History of the Program

In 2010 the Centers for Medicare and Medicaid Services (CMS) established incentive programs  — now called the Promoting Interoperability (PI) Programs — to encourage eligible professionals (EP) and eligible hospitals/critical access hospitals (EH/CAH) to implement health information technology. The primary focus of these programs is the implementation of electronic health record systems and their “meaningful use” (MU). This multi-year program will roll out in several phases, or “stages.”

Stage 1 meaningful use was defined by the Medicare and Medicaid Programs Electronic Health Record Incentive Program Final Rule (July, 2010). A Correcting Amendment was issued to fix a set of typographical errors (December, 2010). That rule is supported by a Final Rule for Health Information Technology: Initial Set of Standards, Implementation Specifications, and Certification Criteria for Electronic Health Record Technology (July, 2010).

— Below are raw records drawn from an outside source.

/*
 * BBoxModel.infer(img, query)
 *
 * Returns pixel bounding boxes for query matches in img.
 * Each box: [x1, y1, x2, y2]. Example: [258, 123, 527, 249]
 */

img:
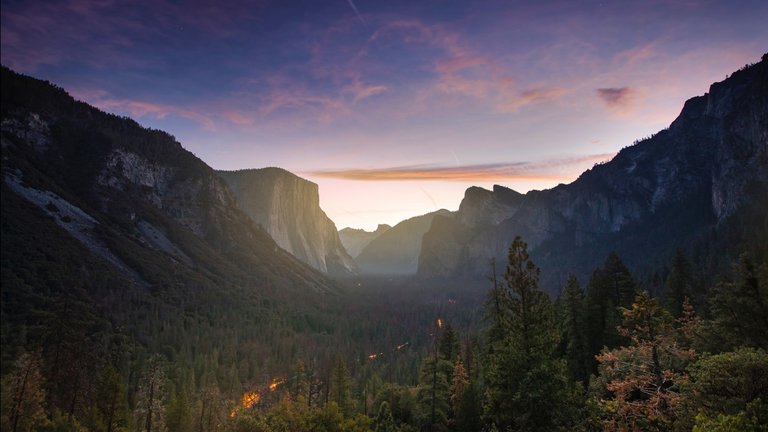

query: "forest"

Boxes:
[0, 233, 768, 432]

In August, 2012, CMS released the Final Rule for Stage 2 Meaningful use, and ONC released a corresponding Final Rule for the related standards and implementation specifications. A revised timetable was released in August 2014 (also see final rule).

Current Program Status

In October, 2015, CMS released the Final Rule (and Corrections and Clarifications) for Stage 3, which included a consolidation of the previous Stage 1 and Stage 2 programs for 2015-2017 in order to move all participants more quickly to a less confusing, uniform program. This interim period is sometimes referred to as the “Modification Period” (or “Mod Period”) by CMS and ONC. In addition, though Stage 3 begins for everyone in 2018, participants can adopt Stage 3 measures as early as 2017. ONC released a corresponding Final Rule related to 2015 Edition HIT Certification criteria at the same time.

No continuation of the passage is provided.